Big-name NHLers talk hockey, Yukon and the players they loved
Ken Dryden stood in the Canada Games Centre signing autographs for at least two hours.
By Jonathan Russell on February 14, 2011
Ken Dryden stood in the Canada Games Centre signing autographs for at least two hours.
It seemed like quite the feat of endurance, even for a member of the Hockey Hall of Fame, Conn Smythe Trophy, Calder Memorial Trophy, Vesina Trophy and seven-time Stanley Cup champion.
But the former Montreal Canadiens goaltender doesn't see it that way.
"It's not endurance. It's people who are nice people, who have been hockey fans for a long time, most of them have stories about being a fan when they were a kid and favourite teams and rivalries, so it's fun,” said Dryden, who joined the Liberal Party of Canada in 2004.
His recent trip to Whitehorse for Scotiabank's Hockey Day in Canada on Feb. 12 was the third time he's attended the national celebration of the game.
"Everybody's looking for the chance to gather, to do something with a lot of other people, and you don't get many chances at that.
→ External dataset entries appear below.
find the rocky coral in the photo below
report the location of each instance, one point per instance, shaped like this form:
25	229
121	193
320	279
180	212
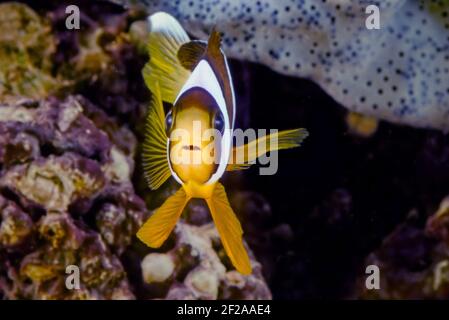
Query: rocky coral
26	48
413	261
69	181
198	268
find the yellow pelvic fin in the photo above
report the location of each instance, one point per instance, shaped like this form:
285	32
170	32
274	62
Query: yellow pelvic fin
159	226
154	157
242	157
165	39
229	229
190	53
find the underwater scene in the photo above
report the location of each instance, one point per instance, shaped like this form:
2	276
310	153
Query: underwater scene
224	150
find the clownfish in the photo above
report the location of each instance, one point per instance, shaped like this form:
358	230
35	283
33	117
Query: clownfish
193	76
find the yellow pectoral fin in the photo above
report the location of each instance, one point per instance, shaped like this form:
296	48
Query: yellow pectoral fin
165	39
154	156
242	157
229	229
158	227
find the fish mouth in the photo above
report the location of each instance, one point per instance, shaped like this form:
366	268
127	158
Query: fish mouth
191	148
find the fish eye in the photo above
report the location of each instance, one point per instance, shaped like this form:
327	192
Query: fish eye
168	121
219	122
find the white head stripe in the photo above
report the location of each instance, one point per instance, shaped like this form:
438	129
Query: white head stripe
204	77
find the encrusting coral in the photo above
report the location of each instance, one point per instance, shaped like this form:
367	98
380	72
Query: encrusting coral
69	185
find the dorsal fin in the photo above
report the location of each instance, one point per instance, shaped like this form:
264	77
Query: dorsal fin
214	43
190	53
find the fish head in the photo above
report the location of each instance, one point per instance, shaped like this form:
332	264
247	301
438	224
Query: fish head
195	129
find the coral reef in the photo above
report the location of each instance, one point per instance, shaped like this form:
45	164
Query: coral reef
198	268
413	261
70	175
26	47
398	72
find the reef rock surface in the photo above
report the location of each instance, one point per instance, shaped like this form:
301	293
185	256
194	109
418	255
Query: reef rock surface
71	189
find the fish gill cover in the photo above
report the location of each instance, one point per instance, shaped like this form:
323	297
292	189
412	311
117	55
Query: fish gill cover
398	73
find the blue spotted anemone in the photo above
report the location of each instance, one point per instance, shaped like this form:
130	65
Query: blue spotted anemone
398	73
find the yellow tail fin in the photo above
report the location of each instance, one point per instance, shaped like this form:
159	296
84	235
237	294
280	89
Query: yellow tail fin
229	229
242	157
158	227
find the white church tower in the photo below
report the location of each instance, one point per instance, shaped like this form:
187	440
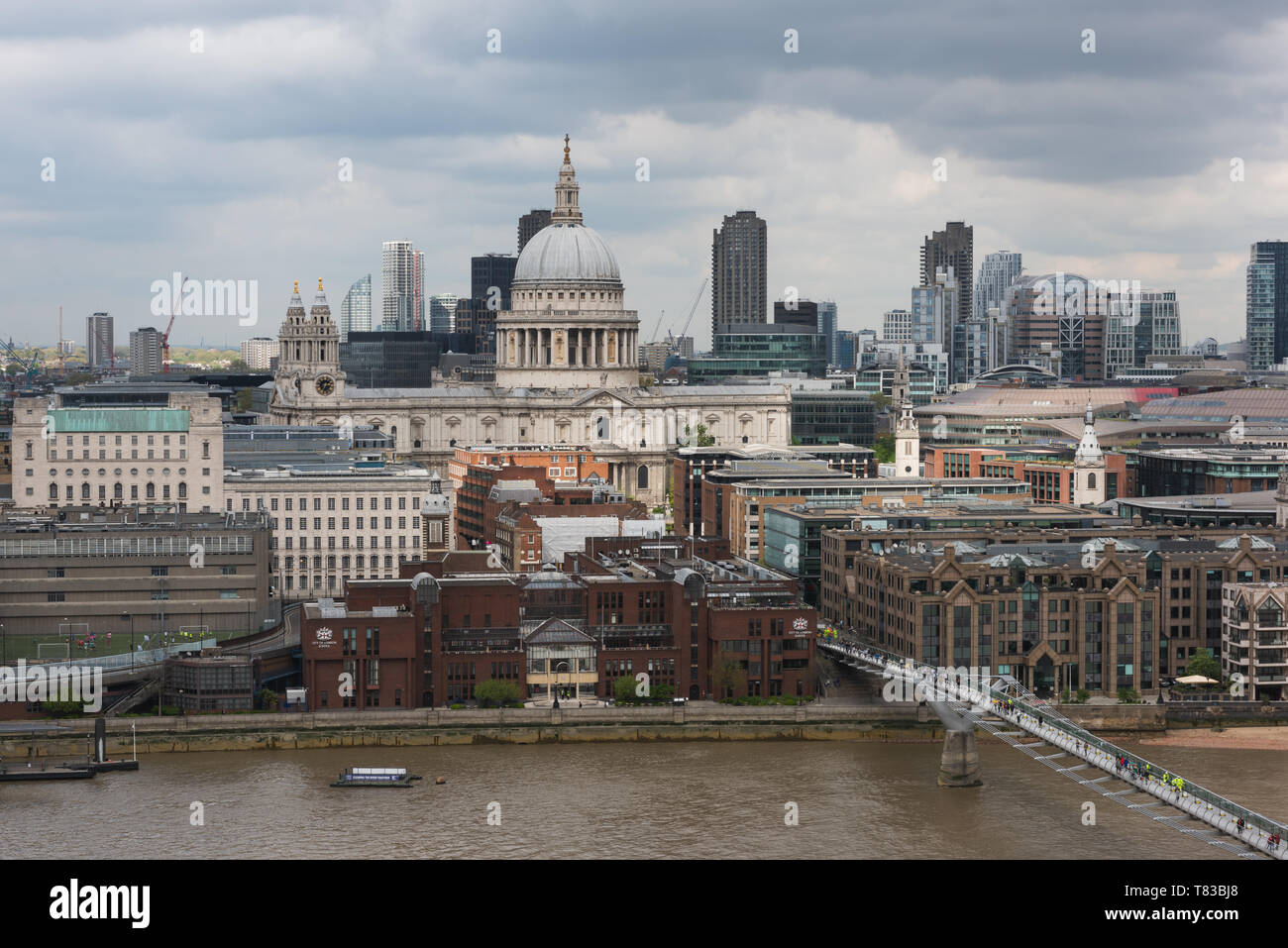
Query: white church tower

Events like this, even people who aren't interested in hockey, never played hockey, don't watch hockey, don't even like hockey, they gather, they get attracted to it, they see their friends, and so it's something that really works,” Dryden said.
Dryden knows how thrilling it is to catch sight of big hockey stars, as Yukoners did during the Hockey Day celebrations.
Lanny McDonald, Trevor Linden, Pat Quinn, Brad May, Wendel Clark, Mark Napier and Dryden were a few of the former NHLers on hand at the Canada Games Centre on Saturday, when Hockey Night in Canada host Ron MacLean taped clips
to air on CBC during a day which included NHL games between the six Canadian teams.
"People who played a long time ago, their names still hang around in a way in which they never would when I was a kid,” Dryden said, adding that he's recognized thanks to television and hockey cards.
But the players he admired were a little more difficult to watch.
When he was a young kid, Dryden got six-time Stanley Cup champion and Hockey Hall of Fame member Frank Mahovlich's autograph.
"I just kept going back in line and back in line,” Dryden said. "I think I got his autograph five times, and I still got them somewhere. It was exciting. Frank Mahovlich was somebody in my life from the television screen, and that's as close as I would ever come, that's what any of us knew at that time, that on the television screen were people we'd never know and never be like, and all of a sudden Frank is off that television screen and right in front of me. It's all the part of the fantasy of following sports.”
Lanny McDonald, who won the Stanley Cup in 1989 and has been inducted into the Hall of Fame, said he adhored Mahovlich and players like Johnny Bower, a Hall of Fame goalie, when he was young.
When McDonald was first drafted by the Leafs in the 1973 NHL Amateur Draft, he met Bower.
"I just thought that was one of the coolest things that could have ever happened,” McDonald said. "And then I get drafted by Toronto and go to Toronto and run into Johnny Bower right away. Boy, how things come full circle. It's pretty cool.”
McDonald first visited Whitehorse in 1990 during a fund-raiser for the Special Olympics.
"It's so much fun seeing the smiles both on the faces of the kids and the adults,” McDonald said. "And what a great way to, not only give back to the game, but to see a different city that I haven't seen in 22 years. It's great to be back.”
No doubt McDonald would have crossed paths with former head coach in the NHL Pat Quinn.
Quinn coached the Vancouver Canucks to their Stanley Cup playoff run in 1994 and eventually the Leafs.
"We are believers that hockey is the greatest team game in the world, and it does so many things for the youth, whether you make the National Hockey League or not is probably less important, that's not what you should be striving for, you should be striving to be learning the principles of team work, commoraderie, having fun and enjoyment and learning how to work at the same time,” Quinn said.
"There's so many things that sports and the game of hockey can do for young people, so we're here to say that we want our kids to be involved, we want our Canadian boys and girls to know about this great game and to enjoy it as we have.”
Quinn coached former Vancouver Canucks captain Trevor Linden in '94.
Playing in the NHL and meeting some of the greats is always thrilling, Linden said.
"For me, it was such a big thrill, and it's not lost on me now, for me it was very special,” Linden said.
"For the little guys, it's just about having fun. I think with the older kids it gets to be more about trying to instill some leadership and some sense of responsibility and some life skills, things that they'll have for the rest of their lives.”
Seems the hockey world isn't so big afterall.